Maureen Dowd, "Cat on a Hot Stove": The End

This is the end
Beautiful friend
This is the end
My only friend, the end

Of our elaborate plans, the end
Of everything that stands, the end
No safety or surprise, the end
I'll never look into your eyes...again


- The Doors, "The End," 1967


Did you happen to notice that US national debt rose a record $328 billion in a single day and ticked over the $17 trillion mark? When does it stop rising? It doesn't. It's out of control and unsustainable, although you wouldn't know it from the sovereign debt ratings assigned to the US by S&P (AA+), Moody's (AAA) and Fitch (AAA).

You want the truth?
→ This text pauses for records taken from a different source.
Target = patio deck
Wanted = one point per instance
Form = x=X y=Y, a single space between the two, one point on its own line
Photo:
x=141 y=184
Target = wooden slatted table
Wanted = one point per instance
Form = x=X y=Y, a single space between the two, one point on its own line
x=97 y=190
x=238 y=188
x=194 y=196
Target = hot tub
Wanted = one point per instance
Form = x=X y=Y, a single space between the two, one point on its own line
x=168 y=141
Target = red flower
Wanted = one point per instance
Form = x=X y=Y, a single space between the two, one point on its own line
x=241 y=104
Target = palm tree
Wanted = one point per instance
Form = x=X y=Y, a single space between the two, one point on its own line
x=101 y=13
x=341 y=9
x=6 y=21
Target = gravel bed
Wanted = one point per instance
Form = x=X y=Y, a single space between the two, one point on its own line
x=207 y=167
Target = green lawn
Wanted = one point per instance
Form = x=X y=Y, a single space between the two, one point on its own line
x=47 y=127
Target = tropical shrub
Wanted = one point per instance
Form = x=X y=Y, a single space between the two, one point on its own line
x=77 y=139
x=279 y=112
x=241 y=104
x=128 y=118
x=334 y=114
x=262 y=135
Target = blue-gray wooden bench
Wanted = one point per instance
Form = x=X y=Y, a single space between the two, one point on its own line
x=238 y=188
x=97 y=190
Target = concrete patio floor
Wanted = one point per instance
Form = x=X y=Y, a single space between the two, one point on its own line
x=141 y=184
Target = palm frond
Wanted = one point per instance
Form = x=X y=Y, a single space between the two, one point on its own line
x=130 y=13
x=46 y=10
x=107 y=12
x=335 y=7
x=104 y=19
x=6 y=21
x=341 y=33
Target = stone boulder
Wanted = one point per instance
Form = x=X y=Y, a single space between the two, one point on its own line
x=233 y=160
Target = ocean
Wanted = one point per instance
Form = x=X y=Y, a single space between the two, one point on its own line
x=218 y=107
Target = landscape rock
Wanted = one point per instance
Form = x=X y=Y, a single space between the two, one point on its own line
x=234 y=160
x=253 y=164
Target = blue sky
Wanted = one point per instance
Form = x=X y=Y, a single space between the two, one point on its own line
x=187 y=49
You can't handle the truth! On Thursday, China's Dagong Global Credit Rating downgraded America's sovereign debt to A- with a negative outlook (see: http://www.cnbc.com/id/101122993), yet no one on Wall Street stopped to notice. After all, why should it matter what America's largest creditor thinks?

For that matter, why should it even matter to Wall Street that Douglas Elmendorf, head of the Congressional Budget Office, recently declared, "The federal budget is on a course that cannot be sustained indefinitely" (http://www.cnbc.com/id/101065200)? An A- rating with a negative outlook is actually too high, but let's bury our heads in the sand and continue to let the good times roll! 

In her latest New York Times op-ed entitled "Cat on a Hot Stove" (http://www.nytimes.com/2013/10/20/opinion/sunday/cat-on-a-hot-stove.html?ref=maureendowd&_r=0), Maureen Dowd begins by observing:

"PRESIDENT OBAMA won big.

So why did the moment feel so small?

At his victory scold in the State Dining Room on Thursday, the president who yearned to be transformational stood beneath an oil portrait of Abraham Lincoln and demanded . . . a farm bill. He also couldn’t resist taking a holier-than-thou tone toward his tail-between-their-legs Tea Party foes. He assumed his favorite role of the shining knight hectoring the benighted: Sir Lecturealot.

'All of us need to stop focusing on the lobbyists and the bloggers and the talking heads on radio and the professional activists who profit from conflict,' he sermonized. (We have met the enemy and they are . . . bloggers?)"

Obama won big? Why did the moment feel so small? My sympathies are not with the scorched earth tactics of the Tea Party, but one of the last opportunities to set the American economy aright has come and gone. If Obama won big, America - not the Republicans - lost big. And although it may take another 25 years (less if interest rates rise), the writing is on the wall. (Stop focusing on the . . . bloggers? That should make all the difference.)

Dowd continues:

"Obama says he will now work for an immigration bill and a budget deal with deficit cuts. But as Peter Nicholas and Carol E. Lee pointed out in The Wall Street Journal, the president did not mention his more ambitious goals: hiking the minimum wage, widening access to preschool education, and shoring up bridges and roads."

From where will the funding for Obamacare and these other "ambitious goals" come? Answer: With the shutdown behind us, the US Treasury will soon be printing money around the clock, and it might be well worth your while to begin examining financing options on a hi-tech wheelbarrow that will soon be needed to cart piles of $100 bills over to the nearest supermarket to buy bread.

Dowd's conclusion:

"The paradox of Obama is that he believes in his own magical powers, but then he doesn’t turn up to use them."

But why should he bother using these magical powers, if, as Valerie Jarrett would have us know, the president has "been bored to death his whole life" and is "just too talented to do what ordinary people do"? Or stated more simply, why should the anointed one condescend to the level of the hoi polloi?

As I see it, three more years of Obama should pretty much finish off any chance of the US surviving as a global power - economic, military or otherwise.